A new analysis has found that most deaths from breast cancer occur in younger women who do not receive regular mammograms. Published early online in Cancer, a peer-reviewed journal of the American Cancer Society, the study indicates that regular screening before age 50 should be encouraged.

The use of mammograms to prevent breast cancer deaths has been controversial, especially after the United States Preventive Services Task Force proposed in 2009 to limit screening to women aged 50 to 74 years. Studies show varying benefits, and advances in treatment may have diminished the importance of early detection. Blake Cady, M.D., professor of surgery (emeritus) of Harvard Medical School in Boston, and his colleagues set out to provide more definitive information on the value of mammography screening through a technique called "failure analysis." Such analyses look backward from death to discover correlations at diagnosis, rather than looking forward from the start of a study. Only one other failure analysis related to cancer has been published to date. In this analysis, invasive breast cancers diagnosed at Partners HealthCare hospitals in Boston between 1990 and 1999 were followed through 2007. Data for the study included demographics, mammography use, surgical and pathology reports, and recurrence and death dates.

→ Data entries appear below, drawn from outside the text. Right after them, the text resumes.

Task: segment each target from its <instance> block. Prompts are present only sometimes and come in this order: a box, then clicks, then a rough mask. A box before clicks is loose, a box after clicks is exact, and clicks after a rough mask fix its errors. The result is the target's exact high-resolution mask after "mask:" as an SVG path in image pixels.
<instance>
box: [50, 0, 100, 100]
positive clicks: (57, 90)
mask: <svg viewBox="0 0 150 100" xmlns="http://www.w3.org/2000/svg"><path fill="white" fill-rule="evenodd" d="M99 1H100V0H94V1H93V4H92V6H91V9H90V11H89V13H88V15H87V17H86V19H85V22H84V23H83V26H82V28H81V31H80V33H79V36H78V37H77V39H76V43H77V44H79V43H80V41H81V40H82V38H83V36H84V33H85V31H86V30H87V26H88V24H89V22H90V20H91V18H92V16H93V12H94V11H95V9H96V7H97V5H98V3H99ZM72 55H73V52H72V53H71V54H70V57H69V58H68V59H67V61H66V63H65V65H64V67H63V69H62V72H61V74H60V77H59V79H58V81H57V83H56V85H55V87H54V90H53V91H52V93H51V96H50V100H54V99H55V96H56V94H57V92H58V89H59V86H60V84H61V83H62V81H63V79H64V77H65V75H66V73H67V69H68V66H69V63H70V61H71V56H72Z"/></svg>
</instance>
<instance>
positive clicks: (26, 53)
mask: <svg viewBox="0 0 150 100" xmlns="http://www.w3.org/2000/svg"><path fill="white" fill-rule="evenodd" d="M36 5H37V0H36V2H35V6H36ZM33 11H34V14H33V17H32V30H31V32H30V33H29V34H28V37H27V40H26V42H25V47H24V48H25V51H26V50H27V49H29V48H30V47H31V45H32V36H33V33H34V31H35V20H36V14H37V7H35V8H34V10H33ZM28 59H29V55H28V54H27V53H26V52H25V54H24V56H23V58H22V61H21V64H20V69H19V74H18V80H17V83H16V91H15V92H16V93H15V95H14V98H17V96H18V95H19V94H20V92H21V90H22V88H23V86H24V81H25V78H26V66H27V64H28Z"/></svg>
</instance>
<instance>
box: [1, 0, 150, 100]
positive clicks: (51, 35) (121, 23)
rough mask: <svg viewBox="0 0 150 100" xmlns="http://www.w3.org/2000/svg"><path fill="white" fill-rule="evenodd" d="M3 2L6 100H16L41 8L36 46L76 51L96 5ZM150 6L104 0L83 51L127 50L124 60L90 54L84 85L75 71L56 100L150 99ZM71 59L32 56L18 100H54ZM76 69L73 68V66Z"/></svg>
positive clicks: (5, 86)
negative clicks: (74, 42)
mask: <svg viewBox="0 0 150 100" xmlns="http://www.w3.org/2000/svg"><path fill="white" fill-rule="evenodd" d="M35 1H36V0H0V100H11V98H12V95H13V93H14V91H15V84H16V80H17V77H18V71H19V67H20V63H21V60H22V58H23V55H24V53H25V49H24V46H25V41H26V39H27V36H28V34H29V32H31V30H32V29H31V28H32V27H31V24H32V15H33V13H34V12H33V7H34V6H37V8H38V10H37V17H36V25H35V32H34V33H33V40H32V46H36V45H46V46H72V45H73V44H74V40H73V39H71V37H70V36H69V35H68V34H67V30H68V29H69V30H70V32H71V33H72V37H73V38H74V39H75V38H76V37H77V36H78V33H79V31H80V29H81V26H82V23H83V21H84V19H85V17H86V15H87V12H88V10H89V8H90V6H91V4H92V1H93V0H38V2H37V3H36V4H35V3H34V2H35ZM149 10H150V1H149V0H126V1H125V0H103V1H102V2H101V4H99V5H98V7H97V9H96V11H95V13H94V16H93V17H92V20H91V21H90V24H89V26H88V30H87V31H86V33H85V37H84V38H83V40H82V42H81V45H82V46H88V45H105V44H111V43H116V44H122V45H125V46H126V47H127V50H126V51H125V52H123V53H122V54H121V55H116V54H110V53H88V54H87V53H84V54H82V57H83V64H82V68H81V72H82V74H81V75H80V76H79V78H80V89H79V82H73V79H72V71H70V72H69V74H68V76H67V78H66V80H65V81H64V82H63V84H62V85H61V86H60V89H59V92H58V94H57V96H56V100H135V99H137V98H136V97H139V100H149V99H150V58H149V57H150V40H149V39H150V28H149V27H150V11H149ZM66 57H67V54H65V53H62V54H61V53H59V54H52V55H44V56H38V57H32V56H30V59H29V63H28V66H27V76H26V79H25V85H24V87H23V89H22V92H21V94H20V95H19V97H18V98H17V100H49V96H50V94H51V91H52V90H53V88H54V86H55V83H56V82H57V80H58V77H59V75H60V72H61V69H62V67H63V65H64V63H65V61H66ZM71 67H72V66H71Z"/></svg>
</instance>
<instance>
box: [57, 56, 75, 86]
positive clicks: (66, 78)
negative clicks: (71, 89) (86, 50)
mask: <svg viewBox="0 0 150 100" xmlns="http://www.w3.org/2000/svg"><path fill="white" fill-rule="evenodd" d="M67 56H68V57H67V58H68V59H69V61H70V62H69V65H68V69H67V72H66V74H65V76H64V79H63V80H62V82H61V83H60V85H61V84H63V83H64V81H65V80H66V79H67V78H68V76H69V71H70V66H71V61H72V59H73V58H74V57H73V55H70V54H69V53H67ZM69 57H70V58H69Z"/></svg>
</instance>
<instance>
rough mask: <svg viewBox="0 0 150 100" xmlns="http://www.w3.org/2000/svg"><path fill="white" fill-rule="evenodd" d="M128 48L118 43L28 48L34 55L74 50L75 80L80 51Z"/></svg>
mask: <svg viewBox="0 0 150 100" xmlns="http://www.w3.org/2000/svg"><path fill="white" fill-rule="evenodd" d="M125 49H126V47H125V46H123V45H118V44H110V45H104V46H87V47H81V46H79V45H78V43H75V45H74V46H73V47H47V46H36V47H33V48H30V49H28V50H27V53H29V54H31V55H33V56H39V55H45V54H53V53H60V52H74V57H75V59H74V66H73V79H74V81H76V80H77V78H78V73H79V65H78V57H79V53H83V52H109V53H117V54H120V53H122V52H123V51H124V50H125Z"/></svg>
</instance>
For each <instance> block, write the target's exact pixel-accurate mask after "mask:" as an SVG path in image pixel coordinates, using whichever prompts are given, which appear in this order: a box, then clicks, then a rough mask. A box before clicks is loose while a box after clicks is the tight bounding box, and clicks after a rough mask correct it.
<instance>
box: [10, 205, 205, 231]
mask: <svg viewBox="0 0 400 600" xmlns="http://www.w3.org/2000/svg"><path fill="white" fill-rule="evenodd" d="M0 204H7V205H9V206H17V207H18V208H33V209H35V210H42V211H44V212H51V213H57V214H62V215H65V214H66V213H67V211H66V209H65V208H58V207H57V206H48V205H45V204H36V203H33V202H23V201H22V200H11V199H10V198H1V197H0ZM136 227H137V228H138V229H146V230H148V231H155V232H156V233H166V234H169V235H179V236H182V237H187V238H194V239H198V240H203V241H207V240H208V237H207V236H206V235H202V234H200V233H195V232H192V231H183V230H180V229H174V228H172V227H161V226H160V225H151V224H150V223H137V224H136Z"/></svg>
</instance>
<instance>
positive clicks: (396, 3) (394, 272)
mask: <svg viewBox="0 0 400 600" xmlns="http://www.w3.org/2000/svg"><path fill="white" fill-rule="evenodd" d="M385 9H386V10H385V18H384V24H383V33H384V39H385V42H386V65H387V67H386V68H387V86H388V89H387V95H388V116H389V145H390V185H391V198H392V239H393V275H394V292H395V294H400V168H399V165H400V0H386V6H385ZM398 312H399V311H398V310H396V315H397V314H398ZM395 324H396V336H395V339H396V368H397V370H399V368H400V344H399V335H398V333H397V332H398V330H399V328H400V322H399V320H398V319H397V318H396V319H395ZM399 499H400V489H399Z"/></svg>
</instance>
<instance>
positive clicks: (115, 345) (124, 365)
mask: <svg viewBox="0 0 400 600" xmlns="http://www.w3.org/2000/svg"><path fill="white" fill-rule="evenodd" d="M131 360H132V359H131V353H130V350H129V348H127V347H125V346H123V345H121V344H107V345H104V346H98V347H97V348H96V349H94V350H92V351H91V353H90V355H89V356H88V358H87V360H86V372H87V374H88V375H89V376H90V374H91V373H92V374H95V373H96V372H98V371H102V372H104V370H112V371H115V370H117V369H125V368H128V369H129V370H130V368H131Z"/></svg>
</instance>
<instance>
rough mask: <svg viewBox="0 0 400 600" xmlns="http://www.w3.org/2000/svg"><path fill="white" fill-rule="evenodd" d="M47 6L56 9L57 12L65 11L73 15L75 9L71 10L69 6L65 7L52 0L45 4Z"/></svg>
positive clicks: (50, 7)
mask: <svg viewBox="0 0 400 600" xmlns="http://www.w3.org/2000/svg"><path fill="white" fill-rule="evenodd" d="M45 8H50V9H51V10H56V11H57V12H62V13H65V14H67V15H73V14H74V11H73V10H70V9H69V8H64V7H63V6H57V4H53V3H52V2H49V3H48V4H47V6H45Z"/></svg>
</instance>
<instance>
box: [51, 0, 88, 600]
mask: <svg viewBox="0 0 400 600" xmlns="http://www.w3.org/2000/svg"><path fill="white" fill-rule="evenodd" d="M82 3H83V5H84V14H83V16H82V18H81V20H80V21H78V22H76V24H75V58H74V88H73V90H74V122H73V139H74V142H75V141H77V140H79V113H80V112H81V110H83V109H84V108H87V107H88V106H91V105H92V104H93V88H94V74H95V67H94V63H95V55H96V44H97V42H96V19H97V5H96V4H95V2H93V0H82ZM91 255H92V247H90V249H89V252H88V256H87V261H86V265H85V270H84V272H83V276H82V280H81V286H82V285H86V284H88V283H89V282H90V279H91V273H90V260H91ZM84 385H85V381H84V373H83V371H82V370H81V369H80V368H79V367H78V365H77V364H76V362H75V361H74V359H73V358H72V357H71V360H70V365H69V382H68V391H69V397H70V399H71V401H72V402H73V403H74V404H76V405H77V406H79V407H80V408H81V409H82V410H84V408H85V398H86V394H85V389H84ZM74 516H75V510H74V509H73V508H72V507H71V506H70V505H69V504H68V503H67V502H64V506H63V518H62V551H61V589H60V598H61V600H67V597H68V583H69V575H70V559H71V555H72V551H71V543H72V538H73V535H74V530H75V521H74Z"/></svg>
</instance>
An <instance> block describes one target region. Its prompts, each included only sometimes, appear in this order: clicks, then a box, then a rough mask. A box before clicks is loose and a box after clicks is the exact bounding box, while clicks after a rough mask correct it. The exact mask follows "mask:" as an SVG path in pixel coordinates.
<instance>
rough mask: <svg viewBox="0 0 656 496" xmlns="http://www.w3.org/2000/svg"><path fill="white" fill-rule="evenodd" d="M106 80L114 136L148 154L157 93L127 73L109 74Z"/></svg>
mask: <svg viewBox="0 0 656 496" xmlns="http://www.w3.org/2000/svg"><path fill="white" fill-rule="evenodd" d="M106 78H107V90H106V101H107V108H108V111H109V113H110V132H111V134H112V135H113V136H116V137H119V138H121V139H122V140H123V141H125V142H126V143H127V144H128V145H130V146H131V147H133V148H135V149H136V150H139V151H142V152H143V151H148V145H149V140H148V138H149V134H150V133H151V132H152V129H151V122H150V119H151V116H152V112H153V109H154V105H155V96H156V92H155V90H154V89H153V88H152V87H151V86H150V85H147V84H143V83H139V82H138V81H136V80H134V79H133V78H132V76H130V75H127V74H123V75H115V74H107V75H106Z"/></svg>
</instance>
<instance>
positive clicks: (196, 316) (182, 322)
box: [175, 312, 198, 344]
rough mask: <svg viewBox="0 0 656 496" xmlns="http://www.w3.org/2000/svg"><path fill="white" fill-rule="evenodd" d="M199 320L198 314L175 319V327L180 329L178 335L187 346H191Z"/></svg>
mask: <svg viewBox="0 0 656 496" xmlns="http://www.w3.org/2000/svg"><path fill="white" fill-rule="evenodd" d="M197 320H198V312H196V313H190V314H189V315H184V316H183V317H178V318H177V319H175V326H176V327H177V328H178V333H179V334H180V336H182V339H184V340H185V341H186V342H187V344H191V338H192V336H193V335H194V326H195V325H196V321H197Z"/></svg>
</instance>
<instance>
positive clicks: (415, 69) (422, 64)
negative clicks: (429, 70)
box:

Among 609 confirmed breast cancer deaths, 29 percent were among women who had been screened with mammography, while 71 percent were among unscreened women. Of all breast cancer deaths, only 13 percent occurred in women aged 70 or older, but 50 percent occurred in women under age 50. Among women diagnosed with breast cancer, those who died of the disease were a median of 49 years old at diagnosis; for those dying of any other cause, the median age at diagnosis was 72 years.

"The biological nature of breast cancer in young women is more aggressive, while breast cancer in older women tends to be more indolent. This suggests that less frequent screening in older women, but more frequent screening in younger women, may be more biologically based, practical, and cost effective," said Cady.

This study also showed a dramatic shift in survival from breast cancer associated with the introduction of screening. In 1969, half of women diagnosed with breast cancer had died by 12.5 years after diagnosis. Among the women with invasive breast cancer in this review who were diagnosed between 1990 and 1999, only 9.3 percent had died. "This is a remarkable achievement, and the fact that 71 percent of the women who died were women who were not participating in screening clearly supports the importance of early detection," said co-author Daniel Kopans, M.D., of Harvard Medical School and Massachusetts General Hospital. He added that a number of research articles have inaccurately claimed that screening leads to over diagnosis. "None of these papers have actually looked at individual women but have used registry data, and this has led to false conclusions … This present paper examines each woman as an individual with direct data on who was screened and which women died of breast cancer. It addresses the question from a different and unique perspective."